Stockpicker Robert E. Turner, who once managed $30 billion, heads to ministry

Two summers ago, Robert Eugene Turner, the son of an Illinois boilermaker who invested $30 billion for pension plans and mutual funds in his dot.com heyday, attempted a comeback after his Berwyn-based Turner Investments imploded. Now he has cut short the comeback, and announced a more drastic career change — becoming a minister.

Turner investment funds scored big profits in the 1990s. He picked Cisco Systems in 1990, years before it briefly became the most valuable U.S. company, and was also an early believer in Salesforce. His investors profited handsomely in the dot.com and telecom stock boom.

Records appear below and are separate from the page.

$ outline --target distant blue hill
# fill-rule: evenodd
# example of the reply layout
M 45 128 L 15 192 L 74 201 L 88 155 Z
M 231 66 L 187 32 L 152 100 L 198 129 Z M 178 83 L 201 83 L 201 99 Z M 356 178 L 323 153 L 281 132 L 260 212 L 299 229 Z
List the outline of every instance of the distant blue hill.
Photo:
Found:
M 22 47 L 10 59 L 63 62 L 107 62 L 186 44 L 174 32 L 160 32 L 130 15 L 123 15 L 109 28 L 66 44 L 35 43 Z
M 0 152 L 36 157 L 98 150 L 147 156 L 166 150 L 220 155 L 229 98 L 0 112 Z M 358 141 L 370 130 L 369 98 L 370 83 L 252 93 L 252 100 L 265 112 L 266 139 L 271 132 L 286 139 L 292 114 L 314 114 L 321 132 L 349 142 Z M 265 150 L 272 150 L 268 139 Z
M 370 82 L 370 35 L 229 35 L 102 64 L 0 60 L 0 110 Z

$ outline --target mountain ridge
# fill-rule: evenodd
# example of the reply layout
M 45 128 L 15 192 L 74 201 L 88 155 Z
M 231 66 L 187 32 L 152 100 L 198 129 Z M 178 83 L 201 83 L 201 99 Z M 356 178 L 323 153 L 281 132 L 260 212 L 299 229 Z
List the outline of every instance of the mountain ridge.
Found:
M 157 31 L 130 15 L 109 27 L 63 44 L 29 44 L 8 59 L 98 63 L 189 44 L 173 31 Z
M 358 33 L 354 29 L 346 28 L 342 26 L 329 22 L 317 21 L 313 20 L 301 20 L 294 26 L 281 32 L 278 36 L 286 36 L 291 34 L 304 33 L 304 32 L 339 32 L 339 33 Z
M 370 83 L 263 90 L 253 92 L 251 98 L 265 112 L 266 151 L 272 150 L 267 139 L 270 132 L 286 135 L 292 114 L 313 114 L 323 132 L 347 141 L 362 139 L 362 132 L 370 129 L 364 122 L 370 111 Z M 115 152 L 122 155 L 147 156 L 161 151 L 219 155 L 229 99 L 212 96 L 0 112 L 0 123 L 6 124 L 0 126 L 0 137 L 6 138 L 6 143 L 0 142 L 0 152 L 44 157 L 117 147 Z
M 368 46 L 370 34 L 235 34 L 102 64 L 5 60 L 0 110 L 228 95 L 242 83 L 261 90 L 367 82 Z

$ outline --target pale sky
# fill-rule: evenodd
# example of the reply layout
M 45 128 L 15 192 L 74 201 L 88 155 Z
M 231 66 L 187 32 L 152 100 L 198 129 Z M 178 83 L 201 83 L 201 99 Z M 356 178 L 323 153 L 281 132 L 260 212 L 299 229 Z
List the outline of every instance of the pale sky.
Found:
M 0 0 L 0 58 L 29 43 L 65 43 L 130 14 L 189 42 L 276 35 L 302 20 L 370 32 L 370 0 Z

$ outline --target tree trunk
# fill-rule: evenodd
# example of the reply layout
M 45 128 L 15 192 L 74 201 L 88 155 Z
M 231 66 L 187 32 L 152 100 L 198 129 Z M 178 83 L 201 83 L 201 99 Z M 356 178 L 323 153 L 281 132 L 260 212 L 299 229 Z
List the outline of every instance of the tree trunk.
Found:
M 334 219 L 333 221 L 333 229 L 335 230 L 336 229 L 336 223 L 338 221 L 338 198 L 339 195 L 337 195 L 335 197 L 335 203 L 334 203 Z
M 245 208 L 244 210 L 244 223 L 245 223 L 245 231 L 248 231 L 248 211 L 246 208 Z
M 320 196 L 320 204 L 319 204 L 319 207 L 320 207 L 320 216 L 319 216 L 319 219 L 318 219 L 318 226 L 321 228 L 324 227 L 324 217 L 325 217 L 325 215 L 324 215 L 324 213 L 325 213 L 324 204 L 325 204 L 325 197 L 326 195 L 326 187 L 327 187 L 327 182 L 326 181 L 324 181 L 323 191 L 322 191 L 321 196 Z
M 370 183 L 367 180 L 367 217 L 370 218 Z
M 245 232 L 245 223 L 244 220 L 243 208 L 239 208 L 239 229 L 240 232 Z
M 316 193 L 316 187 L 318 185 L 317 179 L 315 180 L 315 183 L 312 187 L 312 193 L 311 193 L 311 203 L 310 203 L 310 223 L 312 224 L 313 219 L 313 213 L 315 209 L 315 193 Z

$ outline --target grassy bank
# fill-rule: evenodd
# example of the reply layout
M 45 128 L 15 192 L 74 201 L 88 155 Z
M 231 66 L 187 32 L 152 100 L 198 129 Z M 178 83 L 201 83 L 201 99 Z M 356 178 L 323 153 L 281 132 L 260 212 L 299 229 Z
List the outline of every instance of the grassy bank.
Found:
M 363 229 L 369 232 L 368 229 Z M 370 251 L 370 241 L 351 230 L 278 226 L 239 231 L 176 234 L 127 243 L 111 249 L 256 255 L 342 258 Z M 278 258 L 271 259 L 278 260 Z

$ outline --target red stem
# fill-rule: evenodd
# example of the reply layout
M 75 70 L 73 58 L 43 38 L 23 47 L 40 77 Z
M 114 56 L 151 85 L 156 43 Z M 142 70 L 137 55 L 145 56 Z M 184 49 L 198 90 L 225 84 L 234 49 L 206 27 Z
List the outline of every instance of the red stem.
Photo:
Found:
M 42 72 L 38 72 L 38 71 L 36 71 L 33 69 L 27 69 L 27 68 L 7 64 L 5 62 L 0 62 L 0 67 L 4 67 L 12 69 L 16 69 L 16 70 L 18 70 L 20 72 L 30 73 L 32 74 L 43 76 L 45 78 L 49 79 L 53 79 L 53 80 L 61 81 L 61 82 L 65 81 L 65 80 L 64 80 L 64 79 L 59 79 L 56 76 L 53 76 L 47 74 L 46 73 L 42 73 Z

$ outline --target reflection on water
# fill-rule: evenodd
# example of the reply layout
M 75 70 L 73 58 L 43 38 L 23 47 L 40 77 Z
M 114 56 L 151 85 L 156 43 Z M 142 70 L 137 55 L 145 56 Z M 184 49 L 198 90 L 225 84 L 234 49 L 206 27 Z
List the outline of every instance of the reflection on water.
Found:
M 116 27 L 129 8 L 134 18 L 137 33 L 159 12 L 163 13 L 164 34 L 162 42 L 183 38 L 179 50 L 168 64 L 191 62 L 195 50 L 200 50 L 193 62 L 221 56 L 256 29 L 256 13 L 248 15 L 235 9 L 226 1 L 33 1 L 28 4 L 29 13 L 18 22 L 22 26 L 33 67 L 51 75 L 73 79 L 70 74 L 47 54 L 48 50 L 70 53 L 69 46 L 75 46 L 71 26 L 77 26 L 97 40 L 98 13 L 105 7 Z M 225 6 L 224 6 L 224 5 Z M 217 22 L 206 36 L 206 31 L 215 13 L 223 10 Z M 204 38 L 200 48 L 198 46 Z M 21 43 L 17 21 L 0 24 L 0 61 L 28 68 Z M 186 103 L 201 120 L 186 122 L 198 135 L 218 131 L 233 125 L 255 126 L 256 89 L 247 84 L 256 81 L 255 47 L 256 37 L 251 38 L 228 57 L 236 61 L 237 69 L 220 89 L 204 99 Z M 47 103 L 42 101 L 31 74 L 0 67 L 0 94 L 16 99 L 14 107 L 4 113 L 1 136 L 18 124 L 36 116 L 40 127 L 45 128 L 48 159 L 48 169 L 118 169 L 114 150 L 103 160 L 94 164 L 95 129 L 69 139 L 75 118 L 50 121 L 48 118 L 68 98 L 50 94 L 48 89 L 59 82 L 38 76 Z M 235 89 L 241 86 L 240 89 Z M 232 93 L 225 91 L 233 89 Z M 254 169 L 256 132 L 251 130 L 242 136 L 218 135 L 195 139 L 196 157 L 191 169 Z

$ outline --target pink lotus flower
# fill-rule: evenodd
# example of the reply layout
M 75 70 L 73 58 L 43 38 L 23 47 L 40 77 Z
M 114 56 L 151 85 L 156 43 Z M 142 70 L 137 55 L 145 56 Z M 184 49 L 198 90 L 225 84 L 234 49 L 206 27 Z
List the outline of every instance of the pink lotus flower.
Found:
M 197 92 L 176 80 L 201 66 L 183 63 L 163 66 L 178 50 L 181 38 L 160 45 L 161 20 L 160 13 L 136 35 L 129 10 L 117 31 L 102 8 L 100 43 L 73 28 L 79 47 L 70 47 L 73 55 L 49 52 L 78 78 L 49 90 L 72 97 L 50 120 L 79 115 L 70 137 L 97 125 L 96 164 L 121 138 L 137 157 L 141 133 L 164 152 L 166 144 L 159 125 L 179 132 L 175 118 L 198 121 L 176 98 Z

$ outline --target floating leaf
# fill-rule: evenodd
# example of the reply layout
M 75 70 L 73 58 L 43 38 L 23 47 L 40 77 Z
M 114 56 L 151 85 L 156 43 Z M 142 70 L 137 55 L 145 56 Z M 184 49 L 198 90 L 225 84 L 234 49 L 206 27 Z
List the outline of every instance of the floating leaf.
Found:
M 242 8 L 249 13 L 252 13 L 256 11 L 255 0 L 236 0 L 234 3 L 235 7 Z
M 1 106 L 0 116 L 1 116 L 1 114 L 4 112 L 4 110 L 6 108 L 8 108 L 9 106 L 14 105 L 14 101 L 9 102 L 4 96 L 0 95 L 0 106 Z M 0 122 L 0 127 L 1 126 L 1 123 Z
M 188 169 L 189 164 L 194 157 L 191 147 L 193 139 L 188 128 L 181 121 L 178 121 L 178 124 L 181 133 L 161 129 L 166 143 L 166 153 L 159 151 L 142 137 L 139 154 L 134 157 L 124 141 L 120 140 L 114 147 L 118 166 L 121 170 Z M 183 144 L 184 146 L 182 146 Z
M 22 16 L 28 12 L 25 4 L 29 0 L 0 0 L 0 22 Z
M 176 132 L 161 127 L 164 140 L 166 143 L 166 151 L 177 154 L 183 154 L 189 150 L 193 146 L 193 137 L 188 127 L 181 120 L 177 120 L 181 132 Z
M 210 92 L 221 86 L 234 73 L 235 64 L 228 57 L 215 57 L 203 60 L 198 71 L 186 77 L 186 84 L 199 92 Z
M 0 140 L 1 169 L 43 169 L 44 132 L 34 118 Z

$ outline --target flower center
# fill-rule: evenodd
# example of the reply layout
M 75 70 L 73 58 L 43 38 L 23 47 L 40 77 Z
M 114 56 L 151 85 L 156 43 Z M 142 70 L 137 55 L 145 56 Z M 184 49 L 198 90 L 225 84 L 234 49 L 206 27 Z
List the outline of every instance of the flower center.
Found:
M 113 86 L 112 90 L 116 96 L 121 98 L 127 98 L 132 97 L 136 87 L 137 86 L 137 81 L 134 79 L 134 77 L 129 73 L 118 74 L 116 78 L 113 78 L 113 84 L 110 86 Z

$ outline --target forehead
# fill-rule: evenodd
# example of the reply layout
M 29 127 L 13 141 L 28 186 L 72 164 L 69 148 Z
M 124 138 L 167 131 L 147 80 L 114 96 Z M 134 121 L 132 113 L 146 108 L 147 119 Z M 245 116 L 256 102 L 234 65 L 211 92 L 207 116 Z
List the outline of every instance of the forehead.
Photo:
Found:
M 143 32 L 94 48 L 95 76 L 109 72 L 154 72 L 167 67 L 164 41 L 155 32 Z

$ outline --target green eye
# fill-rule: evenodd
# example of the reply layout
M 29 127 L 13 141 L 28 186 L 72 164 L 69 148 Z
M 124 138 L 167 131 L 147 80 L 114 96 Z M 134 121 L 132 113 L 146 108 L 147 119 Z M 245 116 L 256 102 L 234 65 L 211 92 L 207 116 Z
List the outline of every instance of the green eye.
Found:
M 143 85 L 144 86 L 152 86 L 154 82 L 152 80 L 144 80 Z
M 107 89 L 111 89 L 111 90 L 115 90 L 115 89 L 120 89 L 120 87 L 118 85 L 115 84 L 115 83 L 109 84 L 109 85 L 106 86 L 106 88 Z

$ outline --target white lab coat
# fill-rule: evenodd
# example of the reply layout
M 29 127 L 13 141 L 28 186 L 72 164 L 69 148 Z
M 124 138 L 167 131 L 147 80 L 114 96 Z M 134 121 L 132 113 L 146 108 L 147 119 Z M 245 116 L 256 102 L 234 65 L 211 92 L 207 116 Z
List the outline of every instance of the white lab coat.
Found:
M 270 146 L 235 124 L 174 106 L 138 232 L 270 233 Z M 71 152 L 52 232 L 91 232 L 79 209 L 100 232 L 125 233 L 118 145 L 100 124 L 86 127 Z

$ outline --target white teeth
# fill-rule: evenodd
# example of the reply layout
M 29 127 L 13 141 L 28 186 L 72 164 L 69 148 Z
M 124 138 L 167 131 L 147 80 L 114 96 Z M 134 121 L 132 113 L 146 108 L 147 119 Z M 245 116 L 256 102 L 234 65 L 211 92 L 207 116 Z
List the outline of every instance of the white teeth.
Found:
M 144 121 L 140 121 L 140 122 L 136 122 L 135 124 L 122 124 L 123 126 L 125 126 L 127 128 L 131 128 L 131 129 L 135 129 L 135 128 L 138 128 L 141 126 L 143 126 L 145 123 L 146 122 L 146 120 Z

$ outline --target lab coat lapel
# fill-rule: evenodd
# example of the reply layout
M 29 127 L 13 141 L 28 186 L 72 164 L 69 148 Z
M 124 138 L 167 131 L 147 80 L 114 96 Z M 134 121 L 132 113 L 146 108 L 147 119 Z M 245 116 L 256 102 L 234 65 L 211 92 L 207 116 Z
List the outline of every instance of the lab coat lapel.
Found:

But he went the wrong way when he urged clients to buy deeply into U.S. stocks just before the market collapse of 2008. That and other ill-timed picks, and the general decline in growth-oriented, active stock funds, drove away clients like Vanguard Group and the Pennsylvania state retirement system (SERS).

As clients left, Turner’s prized stock-pickers, who once made his Berwyn-based firm famous on CNBC and BloombergTV, quit in platoons. He sued several of them for joining competitors. Mozido, the flashy billion-dollar “unicorn” global telecom company where Turner served as chairman at the invitation of its founder Michael Liberty, also failed to perform.

But Turner had another bold plan: As customer assets at his old company fell toward zero, he made a fresh start, announcing he would build another fund family, using new automated investing technology to drive down costs.

In July 2016, Turner said he was combining the remaining staff and assets at Turner Investments, with an investment platform formed by Veracen LP, a business started by Radnor investor Michael T. Kennedy, at new offices near Turner’s Berwyn base.

The group appealed to friends for $12.5 million they would use to build an automated money management firm they projected would invest $10 billion by this year. They admitted the company was “highly speculative.” Last August, a year into the plan, a New York spokesman for the venture predicted it would employ at least 60 people by the end of this year or early next.

Now Turner is out. In a note to friends earlier this summer, Turner, now 61, said he was resigning from the Veracen project, effective last month. “As an investor whose funds have gone” into the group’s software and investment platform, “I wish Michael and his team success,” Turner wrote. He remains an investor but is no longer active in Kennedy’s effort.

Turner told friends he would continue to work with his sons investing their money in a family investment office he calls Windhill. (Turner collected as much as $30 million a year when his firm was prosperous, according to a prospectus his former company once filed in an abortive initial public offering proposal. He used part of his fortune to endow the Turner College of Entrepreneurship and Innovation at his alma mater, the Peoria, Ill.-based Bradley College.)

But mostly, Turner wrote, he planned to “focus my attention on where it counts and that’s growing my faith. I firmly believe that we are placed on this planet to grow daily in our awareness of God. Without the distractions of business, I can do that much better.”

He said he’s been active at his church and in support of City Team Ministries, which runs programs in Chester and Delaware Counties. “And to keep the intellectual challenge growing, I’m enrolled in a four-year program to become an ordained minister,” Turner concluded. A Presbyterian, he is studying to be a nondenominational preacher. He declined to comment for this story.

Former employees and associates, speaking on condition they not be named, tell me they were surprised at Turner’s choice.

Turner plans to continue his stock investments through the family office, but the public sector of his 40-year investing career appears to be over.